Jet quenching in a multi-stage approach

6 Nov 2019, 09:40
20m
Ball Room 2 (Wanda Reign Wuhan Hotel)

Ball Room 2

Wanda Reign Wuhan Hotel

Oral Presentation Jet modifications and medium response Parallel Session - Jet modifications II

Speaker

Amit Kumar (Wayne State University)

Description

Jets engender physics over a multitude of scales, from the hardest interactions in a heavy-ion collision (up to a TeV at the LHC), down to the scale of the freeze-out temperature. A complete description of jet modification must address the role and interplay of the physics at each of these scales and their effect on a wide variety of integrated and differential jet observables.
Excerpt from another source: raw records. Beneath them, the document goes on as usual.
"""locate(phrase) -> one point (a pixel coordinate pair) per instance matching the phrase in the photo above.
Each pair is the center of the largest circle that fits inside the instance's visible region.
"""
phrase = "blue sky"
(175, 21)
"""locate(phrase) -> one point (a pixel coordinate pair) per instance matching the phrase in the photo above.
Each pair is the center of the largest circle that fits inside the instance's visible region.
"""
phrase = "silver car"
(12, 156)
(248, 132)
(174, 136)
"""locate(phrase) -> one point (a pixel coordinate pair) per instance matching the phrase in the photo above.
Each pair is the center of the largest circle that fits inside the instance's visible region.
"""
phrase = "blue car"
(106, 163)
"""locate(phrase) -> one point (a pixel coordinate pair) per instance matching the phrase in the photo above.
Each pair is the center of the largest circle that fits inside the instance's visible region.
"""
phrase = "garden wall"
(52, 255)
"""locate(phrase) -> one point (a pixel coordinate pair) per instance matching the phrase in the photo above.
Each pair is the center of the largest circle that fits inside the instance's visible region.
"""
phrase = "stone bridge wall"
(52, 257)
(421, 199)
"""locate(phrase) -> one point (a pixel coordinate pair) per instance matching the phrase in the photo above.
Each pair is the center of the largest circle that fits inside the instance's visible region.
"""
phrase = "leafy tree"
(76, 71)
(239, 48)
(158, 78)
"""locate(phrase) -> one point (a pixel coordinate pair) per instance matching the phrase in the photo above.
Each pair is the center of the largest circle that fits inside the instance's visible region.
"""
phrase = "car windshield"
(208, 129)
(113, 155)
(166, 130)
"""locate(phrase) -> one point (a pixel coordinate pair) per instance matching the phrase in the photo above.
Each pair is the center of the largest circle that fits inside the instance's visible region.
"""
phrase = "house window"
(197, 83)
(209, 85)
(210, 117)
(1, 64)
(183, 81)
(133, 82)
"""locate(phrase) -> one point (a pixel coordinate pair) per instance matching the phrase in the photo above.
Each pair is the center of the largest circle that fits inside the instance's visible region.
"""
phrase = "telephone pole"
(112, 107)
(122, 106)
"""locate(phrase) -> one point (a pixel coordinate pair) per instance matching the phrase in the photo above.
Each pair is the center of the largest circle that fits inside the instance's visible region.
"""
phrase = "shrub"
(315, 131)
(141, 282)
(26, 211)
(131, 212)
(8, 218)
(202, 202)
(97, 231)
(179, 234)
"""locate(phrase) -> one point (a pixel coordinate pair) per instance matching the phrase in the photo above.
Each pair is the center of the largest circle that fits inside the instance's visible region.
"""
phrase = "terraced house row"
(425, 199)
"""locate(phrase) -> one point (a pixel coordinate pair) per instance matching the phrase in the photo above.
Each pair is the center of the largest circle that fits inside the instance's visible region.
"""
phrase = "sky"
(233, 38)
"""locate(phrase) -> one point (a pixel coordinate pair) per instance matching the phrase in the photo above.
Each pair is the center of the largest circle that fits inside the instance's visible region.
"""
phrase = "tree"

In this talk, we present such a comprehensive study by performing a model-to-data comparison for leading hadrons, inclusive jets, and jet substructure observables [1,2]. Using the JETSCAPE framework [3], we succeed in providing a simultaneous description of the nuclear modification factor for single hadrons and jets, jet shape, and jet fragmentation function within a unified multi-stage framework which spans multiple centralities, energies and jet radii. This multi-scale approach includes a high virtuality (radiation dominated) generator (MATTER), followed by an on-shell energy loss generator (LBT/MARTINI) or a strongly coupled drag energy loss (AdS/CFT) stage [4]. Each stage transitions to the next at a parton-by-parton level, depending on local quantities such as the parton’s energy, virtuality, and the local density. Measurements of jet and single hadron $R_{AA}$ set strong constraints on the phase-space available for each stage of the energy-loss. We also incorporate jet-medium response through a weakly-coupled transport description with recoil particles excited from the QCD medium. We highlight the central role played by recoil in the description of both integrated jet observables and the sub-structure of the jet.

[1] JETSCAPE Collaboration, C. Park et al., PoS HardProbes2018 (2019) 072.

[2] JETSCAPE Collaboration, Y. Tachibana et al., PoS HardProbes2018 (2019) 099.

[3] JETSCAPE Collaboration, J. H. Putschke et al., arXiv:1903.07706 [nucl-th].

[4] JETSCAPE Collaboration, S. Cao et al., Phys. Rev. C96 (2017) 024909.